O que é? O projeto de Lei de Uso e Ocupação do solo nº 272/15, conhecido como Lei de Zoneamento, visa regulamentar a aplicação das políticas do Plano Diretor Estratégico, sancionado em junho do ano passado e responsável por direcionar as políticas urbanas de São Paulo até 2030. A previsão é de que ela seja votada ainda esse ano, mas isso depende do andamento das audiências públicas devolutivas nas quais será discutido a proposta de lei substitutiva do texto enviado pela prefeitura, redigida pela Comissão de Política Urbana da Câmara Municipal. O projeto de lei vem sendo discutido desde janeiro, quando a administração municipal divulgou a sua primeira versão.
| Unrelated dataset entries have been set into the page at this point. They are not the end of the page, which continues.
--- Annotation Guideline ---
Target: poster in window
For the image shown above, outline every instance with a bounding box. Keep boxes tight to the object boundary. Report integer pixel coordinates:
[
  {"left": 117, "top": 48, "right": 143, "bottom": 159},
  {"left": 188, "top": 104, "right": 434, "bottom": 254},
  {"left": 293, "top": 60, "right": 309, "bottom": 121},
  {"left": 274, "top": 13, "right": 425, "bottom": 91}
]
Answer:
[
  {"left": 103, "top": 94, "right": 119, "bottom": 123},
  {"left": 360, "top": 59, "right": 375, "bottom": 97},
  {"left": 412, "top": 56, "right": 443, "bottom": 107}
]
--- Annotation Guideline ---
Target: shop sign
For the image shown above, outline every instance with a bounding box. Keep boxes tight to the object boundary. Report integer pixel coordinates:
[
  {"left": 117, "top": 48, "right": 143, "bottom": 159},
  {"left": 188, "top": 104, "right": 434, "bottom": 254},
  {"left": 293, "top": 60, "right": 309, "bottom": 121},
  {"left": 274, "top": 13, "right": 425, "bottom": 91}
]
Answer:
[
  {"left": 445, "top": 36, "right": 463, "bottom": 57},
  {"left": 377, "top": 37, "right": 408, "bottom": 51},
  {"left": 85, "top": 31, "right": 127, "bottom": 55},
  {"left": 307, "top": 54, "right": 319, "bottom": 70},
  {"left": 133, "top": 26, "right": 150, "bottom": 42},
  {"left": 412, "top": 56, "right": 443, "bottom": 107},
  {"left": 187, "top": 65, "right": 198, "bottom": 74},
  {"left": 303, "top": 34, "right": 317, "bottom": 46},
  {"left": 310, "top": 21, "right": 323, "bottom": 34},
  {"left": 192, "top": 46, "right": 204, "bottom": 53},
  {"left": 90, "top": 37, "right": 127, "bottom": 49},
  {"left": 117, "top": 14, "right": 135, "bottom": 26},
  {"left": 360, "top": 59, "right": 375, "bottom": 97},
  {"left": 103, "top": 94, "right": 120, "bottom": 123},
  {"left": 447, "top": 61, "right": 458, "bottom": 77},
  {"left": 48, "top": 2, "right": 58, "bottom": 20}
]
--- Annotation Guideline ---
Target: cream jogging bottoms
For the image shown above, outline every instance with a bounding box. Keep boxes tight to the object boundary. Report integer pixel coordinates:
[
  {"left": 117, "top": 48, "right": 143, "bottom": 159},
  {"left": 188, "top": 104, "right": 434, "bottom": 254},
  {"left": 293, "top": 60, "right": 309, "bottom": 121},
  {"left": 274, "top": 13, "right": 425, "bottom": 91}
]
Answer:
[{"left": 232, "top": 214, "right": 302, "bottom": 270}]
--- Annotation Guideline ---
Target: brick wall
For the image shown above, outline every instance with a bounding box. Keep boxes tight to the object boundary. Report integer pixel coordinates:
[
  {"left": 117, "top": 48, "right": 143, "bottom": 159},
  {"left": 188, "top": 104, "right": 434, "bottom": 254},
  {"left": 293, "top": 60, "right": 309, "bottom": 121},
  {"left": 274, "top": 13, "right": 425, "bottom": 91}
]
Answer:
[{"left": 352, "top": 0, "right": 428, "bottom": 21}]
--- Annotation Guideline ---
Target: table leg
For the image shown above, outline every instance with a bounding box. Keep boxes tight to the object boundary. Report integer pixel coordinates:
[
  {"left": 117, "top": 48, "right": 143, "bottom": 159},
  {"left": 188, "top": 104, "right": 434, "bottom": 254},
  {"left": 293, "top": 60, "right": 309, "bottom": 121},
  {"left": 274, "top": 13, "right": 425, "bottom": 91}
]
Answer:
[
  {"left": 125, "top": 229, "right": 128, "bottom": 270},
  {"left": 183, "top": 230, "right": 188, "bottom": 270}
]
Um dos pontos mais polêmicos é a abertura de corredores comerciais nos Jardins, bairro nobre da Zona Sul da capital paulista.

Os jardins da discórdia

Um bairro tradicionalmente residencial e horizontal dentro do centro expandido de São Paulo, cercado por áreas bastante adensadas e de grande interesse econômico. O conjunto formado por Jardim Paulistano, Jardim América e Jardim Europa é uma ilha dentro da paisagem paulistana. Muitos moradores a querem assim mesmo, intacta. O Plano Diretor e a Lei de Zoneamento preveem que ela deveria se integrar mais ao seu entorno. E temos um impasse.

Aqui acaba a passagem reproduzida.